Neresheimer & Co. v. United States

136 F. 86 | 2d Cir. | 1904

LACOMBE, Circuit Judge.

The pearls were imported under Tariff Act July 24, 1897, c. 11, § 1, Schedule N, 30 Stat. 192 [U. S. Comp. St 3901, p. 1676]. The relevant paragraphs are:

“Par. 434. Articles commonly known as jewelry, and parts thereof, finished or unfinished, not specially provided for in this act, including precious stones set, pearls set or strung, and cameos in frames, sixty per centum ad valorem.”
“Par. 436. Pearls in their natural state not strung or set, ten per centum ad valorem.”

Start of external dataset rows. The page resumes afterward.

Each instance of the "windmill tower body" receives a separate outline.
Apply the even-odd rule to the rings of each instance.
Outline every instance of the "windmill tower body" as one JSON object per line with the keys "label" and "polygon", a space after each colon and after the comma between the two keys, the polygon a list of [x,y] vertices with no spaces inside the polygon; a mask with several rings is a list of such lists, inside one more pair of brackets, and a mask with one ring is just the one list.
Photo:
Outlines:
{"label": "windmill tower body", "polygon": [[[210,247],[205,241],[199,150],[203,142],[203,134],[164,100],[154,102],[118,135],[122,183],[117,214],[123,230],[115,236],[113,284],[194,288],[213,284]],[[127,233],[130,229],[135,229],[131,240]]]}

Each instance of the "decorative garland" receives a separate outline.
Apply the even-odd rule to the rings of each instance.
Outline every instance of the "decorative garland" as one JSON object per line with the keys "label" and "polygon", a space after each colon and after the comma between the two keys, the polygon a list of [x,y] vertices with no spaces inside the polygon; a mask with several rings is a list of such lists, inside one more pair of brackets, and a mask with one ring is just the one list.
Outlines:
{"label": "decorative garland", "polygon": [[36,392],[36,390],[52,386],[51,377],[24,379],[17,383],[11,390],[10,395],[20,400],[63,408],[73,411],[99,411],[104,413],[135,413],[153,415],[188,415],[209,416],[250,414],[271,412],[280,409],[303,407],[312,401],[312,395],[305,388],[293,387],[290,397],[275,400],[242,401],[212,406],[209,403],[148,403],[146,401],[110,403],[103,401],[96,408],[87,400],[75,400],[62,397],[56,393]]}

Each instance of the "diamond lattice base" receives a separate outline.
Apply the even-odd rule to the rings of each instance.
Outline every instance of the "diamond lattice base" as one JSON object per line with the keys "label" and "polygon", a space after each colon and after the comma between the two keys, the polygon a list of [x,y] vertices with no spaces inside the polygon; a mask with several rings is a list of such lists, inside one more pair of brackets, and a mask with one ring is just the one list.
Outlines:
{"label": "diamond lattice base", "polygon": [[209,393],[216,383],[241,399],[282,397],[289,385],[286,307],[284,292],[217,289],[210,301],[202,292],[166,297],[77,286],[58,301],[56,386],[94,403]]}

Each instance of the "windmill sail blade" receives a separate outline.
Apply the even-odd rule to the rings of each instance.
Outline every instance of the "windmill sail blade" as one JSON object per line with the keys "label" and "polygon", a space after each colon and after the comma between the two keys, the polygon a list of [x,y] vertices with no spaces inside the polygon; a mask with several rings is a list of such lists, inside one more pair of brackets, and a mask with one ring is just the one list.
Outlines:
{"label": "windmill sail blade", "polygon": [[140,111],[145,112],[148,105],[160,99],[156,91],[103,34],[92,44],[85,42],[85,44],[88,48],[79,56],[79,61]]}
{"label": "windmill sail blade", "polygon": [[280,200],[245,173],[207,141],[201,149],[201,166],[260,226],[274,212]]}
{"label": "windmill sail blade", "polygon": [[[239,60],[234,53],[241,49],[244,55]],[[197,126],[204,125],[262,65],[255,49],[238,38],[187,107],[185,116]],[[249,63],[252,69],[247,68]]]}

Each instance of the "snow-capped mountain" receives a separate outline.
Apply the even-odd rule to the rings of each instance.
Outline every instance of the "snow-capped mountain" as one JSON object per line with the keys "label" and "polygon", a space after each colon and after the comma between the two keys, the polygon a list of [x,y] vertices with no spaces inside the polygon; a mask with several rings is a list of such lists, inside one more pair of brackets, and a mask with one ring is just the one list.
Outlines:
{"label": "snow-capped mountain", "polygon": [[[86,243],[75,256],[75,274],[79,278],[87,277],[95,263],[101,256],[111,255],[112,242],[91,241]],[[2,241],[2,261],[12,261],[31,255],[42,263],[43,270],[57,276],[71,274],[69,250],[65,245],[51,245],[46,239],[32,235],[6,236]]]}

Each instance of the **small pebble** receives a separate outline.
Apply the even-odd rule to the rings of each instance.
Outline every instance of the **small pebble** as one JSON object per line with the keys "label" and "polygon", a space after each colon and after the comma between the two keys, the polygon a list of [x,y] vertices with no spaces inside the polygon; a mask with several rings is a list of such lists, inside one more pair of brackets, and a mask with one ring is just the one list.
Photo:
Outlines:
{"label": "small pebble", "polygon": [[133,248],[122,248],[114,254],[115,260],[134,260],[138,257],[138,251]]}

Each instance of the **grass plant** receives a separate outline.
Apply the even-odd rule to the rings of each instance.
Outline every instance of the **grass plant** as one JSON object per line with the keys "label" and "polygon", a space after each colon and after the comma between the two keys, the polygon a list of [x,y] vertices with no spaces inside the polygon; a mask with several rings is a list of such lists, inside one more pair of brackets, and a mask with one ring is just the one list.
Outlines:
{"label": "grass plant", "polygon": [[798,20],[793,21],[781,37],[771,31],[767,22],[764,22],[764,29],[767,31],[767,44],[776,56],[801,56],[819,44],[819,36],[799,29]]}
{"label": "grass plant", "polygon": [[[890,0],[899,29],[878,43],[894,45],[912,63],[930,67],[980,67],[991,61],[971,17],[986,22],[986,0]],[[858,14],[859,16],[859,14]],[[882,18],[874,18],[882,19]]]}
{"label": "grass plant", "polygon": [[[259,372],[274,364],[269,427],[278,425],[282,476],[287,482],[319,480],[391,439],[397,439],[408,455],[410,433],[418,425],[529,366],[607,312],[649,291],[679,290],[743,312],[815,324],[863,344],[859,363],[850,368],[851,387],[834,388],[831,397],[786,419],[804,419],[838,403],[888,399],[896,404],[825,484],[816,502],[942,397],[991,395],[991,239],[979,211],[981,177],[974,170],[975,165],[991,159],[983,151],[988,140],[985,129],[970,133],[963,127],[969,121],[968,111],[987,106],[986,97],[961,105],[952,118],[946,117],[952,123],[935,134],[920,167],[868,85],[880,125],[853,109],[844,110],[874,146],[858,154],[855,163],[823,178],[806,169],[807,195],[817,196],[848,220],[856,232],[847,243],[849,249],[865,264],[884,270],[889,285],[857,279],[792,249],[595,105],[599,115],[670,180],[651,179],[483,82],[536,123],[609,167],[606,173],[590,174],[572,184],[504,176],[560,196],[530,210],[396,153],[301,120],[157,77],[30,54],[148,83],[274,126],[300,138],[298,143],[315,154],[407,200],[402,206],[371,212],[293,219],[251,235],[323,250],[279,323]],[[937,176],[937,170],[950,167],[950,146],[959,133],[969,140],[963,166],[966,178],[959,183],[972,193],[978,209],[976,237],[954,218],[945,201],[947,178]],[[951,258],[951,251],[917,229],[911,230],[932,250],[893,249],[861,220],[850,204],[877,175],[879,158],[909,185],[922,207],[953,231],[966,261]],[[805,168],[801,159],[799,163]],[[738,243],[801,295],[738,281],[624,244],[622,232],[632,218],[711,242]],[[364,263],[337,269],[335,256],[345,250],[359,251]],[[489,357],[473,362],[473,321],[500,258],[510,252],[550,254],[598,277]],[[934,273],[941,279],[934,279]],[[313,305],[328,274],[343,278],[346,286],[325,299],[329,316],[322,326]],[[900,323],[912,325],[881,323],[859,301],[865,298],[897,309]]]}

There were two importations by appellants, in March and November respectively, 1901. One of these consisted of 45 drilled pearls, the other of 39 drilled pearls, the total value exceeding $123,000. The importations were experiments. The foreign representative of the house secured the pearls for resale here, and they were entered in bond until a purchaser could be secured; had a satisfactory offer not been received, they were to be sent back. At that time the customs authorities were assessing such articles for duty at 20 per cent., as “manufactured articles not otherwise provided for.” It is not disputed that they are not within the enumeration of either paragraph above quoted. A resale was effected to Black, Starr & Frost, large dealers in jewelry in this city, at a price including the cost and duty at that rate — 20 per cent. — besides (presumably) the importers’ profit. Entries were duly made, and duty assessed at 20 per cent., amounting to $24,761. This sum was paid, and the articles withdrawn shortly after importation.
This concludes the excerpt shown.